Zurry merasa ada sesuatu yang aneh dari tubuhnya. Bukan tubuhnya, tapi kekuatannya itu yang menjadi sumber pertanyaan Zurry. Memandangi Sean, anak itu menyorotinya tajam, seakan siap menghunus dirinya.
Benar saja, dalam hitungan detik Sean bangkit. Kepakan sayap emas itu melebar sempurna, dan pedangnya mengarah ke Zurry.
Sama seperti yang dilakukan oleh Zurry tadi, Sean menyerangnya dengan kecepatan tinggi tanpa aba-aba. Suara dentingan pedang Zurry menangkis setiap serangan Sean.
Benar-benar cepat, Zurry saja di buat keheranan dimana tubuh Sean berada.
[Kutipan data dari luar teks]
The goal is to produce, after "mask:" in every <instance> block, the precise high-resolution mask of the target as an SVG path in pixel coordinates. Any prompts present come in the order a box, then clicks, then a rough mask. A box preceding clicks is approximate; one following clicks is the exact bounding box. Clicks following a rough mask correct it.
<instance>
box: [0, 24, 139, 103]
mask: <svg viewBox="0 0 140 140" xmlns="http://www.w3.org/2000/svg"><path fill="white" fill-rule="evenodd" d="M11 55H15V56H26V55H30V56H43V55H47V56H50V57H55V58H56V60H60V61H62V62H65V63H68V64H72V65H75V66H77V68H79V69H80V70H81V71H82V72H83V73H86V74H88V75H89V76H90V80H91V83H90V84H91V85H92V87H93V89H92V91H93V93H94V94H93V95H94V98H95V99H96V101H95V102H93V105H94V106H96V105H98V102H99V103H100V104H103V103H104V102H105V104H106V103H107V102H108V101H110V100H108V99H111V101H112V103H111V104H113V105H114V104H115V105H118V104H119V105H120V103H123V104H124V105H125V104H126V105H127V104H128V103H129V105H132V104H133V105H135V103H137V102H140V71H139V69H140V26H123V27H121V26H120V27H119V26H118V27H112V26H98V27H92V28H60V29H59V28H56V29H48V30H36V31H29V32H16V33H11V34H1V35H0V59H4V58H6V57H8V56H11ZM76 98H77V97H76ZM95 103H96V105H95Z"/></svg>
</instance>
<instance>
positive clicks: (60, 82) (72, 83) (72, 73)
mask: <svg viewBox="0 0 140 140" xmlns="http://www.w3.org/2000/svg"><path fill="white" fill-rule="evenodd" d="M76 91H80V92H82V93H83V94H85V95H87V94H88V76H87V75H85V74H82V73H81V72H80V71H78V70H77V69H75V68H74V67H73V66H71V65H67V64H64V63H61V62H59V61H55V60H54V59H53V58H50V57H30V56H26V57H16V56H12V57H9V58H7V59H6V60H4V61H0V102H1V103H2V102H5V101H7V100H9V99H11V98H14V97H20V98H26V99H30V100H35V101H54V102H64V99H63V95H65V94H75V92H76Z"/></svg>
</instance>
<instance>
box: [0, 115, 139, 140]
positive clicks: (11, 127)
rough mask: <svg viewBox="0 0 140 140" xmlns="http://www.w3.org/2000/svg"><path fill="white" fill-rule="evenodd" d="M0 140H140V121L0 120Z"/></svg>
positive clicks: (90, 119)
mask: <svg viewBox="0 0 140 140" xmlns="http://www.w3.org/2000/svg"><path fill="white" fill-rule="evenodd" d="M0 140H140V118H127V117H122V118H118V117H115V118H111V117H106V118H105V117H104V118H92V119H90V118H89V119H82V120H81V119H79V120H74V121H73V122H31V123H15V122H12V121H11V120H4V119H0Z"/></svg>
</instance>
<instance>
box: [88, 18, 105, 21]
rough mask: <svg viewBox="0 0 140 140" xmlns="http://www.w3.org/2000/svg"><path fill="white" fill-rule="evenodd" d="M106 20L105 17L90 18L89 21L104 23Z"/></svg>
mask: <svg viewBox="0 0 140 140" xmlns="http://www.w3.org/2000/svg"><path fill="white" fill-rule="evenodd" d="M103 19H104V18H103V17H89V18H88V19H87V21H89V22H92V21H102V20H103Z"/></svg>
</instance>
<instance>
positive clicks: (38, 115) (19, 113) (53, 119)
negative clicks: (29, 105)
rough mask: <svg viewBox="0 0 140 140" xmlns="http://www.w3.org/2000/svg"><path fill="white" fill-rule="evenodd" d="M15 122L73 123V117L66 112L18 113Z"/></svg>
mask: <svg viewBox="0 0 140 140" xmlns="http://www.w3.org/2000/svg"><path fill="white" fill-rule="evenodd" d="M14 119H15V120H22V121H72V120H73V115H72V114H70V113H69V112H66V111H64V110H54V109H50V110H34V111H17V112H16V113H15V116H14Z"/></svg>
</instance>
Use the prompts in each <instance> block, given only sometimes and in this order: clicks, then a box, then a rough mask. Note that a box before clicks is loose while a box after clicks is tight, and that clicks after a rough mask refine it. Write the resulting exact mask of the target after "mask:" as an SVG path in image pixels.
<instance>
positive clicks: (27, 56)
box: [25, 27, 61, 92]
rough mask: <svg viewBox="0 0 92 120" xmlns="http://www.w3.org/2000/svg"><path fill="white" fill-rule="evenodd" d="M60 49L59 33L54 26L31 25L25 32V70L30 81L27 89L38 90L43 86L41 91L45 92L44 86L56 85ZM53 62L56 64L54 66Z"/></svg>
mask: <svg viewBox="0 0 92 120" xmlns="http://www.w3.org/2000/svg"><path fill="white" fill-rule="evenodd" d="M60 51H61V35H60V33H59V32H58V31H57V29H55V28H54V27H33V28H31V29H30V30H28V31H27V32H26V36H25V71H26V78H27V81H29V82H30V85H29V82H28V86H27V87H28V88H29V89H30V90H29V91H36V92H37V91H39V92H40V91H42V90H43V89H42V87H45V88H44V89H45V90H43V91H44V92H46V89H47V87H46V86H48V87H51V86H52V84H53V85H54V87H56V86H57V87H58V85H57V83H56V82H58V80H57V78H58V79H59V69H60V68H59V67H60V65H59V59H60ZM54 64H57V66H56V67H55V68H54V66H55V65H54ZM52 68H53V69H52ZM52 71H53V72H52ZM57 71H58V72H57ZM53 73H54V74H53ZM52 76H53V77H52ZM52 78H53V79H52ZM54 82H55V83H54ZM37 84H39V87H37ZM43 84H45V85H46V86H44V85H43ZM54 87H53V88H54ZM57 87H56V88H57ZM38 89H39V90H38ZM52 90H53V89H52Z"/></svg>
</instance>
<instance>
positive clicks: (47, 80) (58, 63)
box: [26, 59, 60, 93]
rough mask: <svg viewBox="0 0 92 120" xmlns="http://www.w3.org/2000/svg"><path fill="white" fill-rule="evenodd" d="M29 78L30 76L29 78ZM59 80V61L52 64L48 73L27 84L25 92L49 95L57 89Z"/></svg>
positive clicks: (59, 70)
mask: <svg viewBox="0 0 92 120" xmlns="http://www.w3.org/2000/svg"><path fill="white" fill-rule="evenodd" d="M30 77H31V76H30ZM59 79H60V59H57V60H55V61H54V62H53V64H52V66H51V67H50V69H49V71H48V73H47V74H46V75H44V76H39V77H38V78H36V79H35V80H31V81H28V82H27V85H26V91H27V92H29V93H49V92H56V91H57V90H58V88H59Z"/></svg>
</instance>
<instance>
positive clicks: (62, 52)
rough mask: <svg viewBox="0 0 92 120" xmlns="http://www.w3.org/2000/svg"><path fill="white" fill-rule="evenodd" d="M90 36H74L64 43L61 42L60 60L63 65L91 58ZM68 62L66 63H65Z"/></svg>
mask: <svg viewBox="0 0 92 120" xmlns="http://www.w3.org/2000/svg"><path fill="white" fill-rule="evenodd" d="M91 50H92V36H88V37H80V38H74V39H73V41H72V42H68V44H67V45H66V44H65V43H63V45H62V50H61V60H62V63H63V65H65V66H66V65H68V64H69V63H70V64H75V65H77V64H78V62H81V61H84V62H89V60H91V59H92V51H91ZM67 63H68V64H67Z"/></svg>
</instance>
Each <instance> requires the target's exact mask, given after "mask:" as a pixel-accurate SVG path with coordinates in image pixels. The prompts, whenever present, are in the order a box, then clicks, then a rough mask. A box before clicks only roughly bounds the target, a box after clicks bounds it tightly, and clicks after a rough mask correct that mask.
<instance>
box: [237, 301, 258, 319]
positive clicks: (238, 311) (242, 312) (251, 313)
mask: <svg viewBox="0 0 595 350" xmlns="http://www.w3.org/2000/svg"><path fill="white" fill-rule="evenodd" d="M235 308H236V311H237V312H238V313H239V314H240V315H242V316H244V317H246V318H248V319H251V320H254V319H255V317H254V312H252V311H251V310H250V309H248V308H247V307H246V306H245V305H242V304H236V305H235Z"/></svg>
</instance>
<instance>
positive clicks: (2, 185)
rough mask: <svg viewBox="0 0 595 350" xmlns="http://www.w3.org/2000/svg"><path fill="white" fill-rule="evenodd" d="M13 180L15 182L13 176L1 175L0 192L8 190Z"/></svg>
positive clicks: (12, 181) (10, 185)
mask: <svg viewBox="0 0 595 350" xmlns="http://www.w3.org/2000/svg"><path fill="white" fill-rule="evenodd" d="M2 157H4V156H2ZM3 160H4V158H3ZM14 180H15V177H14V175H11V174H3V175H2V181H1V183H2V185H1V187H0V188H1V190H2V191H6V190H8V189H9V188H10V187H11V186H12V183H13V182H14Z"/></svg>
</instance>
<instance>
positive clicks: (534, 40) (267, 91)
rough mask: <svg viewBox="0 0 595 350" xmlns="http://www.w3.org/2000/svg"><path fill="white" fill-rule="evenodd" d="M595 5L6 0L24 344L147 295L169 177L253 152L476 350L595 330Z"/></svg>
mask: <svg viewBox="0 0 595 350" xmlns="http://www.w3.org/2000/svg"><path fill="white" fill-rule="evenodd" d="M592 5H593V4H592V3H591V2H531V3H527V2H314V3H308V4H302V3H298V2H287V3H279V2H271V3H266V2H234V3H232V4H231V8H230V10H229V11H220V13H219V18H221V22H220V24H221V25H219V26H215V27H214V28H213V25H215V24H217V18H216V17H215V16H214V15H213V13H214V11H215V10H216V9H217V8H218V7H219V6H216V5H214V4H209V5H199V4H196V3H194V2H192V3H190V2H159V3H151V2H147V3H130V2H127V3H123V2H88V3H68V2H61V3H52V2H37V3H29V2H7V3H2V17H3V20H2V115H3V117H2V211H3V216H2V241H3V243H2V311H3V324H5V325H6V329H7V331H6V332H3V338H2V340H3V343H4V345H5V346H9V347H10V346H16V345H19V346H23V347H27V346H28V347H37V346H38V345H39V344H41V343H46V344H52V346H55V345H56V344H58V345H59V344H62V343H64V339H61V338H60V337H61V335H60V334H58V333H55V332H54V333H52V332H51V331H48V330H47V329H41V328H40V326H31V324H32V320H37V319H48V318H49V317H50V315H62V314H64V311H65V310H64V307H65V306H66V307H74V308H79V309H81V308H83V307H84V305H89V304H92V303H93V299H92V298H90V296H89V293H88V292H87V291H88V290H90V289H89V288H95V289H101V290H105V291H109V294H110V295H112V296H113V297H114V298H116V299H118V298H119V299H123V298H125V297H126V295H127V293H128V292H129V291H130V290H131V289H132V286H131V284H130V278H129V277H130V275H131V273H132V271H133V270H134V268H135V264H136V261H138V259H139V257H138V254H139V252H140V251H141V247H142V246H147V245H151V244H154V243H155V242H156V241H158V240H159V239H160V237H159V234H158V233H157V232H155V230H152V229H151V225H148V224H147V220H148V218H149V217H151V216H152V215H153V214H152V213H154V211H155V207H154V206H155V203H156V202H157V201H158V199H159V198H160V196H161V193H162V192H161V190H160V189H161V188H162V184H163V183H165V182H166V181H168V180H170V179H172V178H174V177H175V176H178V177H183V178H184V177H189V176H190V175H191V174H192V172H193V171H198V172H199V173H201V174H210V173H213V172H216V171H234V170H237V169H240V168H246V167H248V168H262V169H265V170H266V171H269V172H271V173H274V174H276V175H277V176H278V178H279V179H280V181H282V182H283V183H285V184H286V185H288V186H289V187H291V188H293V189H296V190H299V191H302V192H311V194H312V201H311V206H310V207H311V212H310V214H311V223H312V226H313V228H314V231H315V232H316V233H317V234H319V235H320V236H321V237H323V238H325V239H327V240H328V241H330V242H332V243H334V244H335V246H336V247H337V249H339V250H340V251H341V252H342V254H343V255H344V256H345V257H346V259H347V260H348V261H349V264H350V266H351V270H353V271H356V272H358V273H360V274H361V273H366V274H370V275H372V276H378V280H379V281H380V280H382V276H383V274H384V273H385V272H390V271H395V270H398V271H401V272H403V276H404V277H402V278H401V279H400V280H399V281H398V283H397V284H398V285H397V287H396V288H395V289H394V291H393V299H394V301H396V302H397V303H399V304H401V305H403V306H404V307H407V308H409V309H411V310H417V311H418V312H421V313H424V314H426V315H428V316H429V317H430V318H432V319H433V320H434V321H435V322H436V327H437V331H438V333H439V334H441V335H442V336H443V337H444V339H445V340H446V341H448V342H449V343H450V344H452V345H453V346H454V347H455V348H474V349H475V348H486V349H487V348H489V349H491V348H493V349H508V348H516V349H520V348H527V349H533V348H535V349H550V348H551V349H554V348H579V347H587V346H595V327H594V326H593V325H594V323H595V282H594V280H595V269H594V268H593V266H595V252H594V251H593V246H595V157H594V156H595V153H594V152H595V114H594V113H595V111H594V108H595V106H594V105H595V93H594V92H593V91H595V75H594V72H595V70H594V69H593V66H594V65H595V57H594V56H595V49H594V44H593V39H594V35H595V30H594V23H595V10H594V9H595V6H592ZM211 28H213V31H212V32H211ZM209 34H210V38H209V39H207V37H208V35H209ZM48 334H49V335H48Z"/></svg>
Dan buruknya, Zurry kalah telak. Sean menerjang dada Zurry, sampai membuat pria itu mengalami nasib yang sama—seperti yang Sean alami. Tubuh Zurry menghantam patung besar yang berdiri kokoh.
Patung itu roboh, begitu kuatnya terjangan Sean. Beruntung, patung itu roboh tak menimpanya, tapi patung itu roboh ke arah Sean.
Sean menahan beratnya massa patung, hanya dengan satu tangan. Tubuh Sean bercahaya, tapi dia terus memandang Zurry yang terduduk lemas.
“Aku tak akan membunuhmu. Anggap saja, kali ini kau beruntung!” ujar Sean memperingati.
Sean membanting patung besar itu dari tangannya. Berbalik, Sean meninggalkan pria yang hampir sekarat itu.
Zurry, di sela-sela tubuhnya yang terkulai lemah. Merogoh pakaiannya, Zurry mengeluarkan sebuah senjata rahasia. Benda kecil itu mata tajam, dan di setiap sisi benda itu berisi racun.
Senjata andalan Zurry ini, memiliki lima mata pisau. Setelah mengeluarkan senjata rahasia itu, dia melemparnya ke arah tubuh Sean.
“Pangeran!” Amuria berteriak.
Sean menoleh. Sayap Sean terbuka, menjadi tameng saat senjata itu menyangsang bahunya. Beruntung, senjata itu tak ada apa-apanya dengan kekuatan dari sayap yang Sean miliki.
“Dia ....”
Zurry hening, tak berkata apapun lagi.